Epistemology of the VO

From: Roy Williams <roy-at-cacr.caltech.edu>
Date: Sun, 30 May 2004 10:05:34 -0700


Please find below some Sunday morning musing on the different mindsets in the VO (I count four). Are there more or less? Does this analysis get us any closer to our goals? Does this text have a place in the architecture document? Roy



California Institute of Technology
roy-at-caltech.edu
626 395 3670

Epistemology of the Virtual Observatory

Here we consider ways of thinking of ourVO clients. They might come to the VO with one or more of the following mindsets, as described below: Hyper-spatial, Relational Table, Object Data Model, or Semantic.

In the VO, the Cone Search *request* is in this class -- although the Cone Search *response* is a table (next section). The Simple Image Access request is also in this "spatial" class, as is the Spectral Access.

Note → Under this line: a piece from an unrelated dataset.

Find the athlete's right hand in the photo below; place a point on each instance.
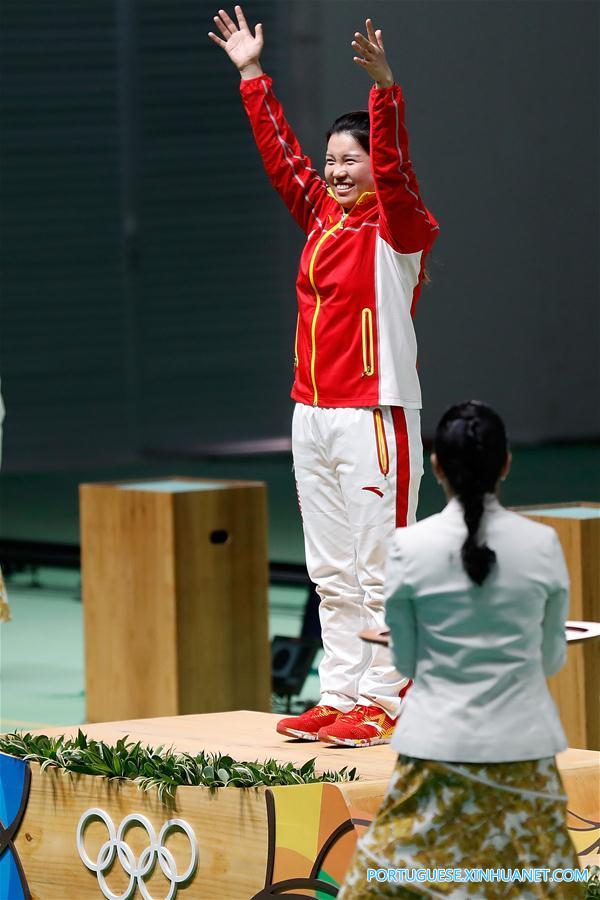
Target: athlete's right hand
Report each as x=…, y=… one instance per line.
x=242, y=48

Much of the visualization work uses the sky coordinates (RA, Dec) as its first guiding principle -- Aladin, Oasis, Image Cutout and Virtual Sky. There is work in the VO to build a schema that accurately defines spatial regions, leading to the VORegion standard that allows precise definitions of subsets of the (hyper)sky.

Queries are built as boolean combinations of predicates on the attribute names of the columns. The VO has built ADQL, a standard variant of SQL, and added extra features.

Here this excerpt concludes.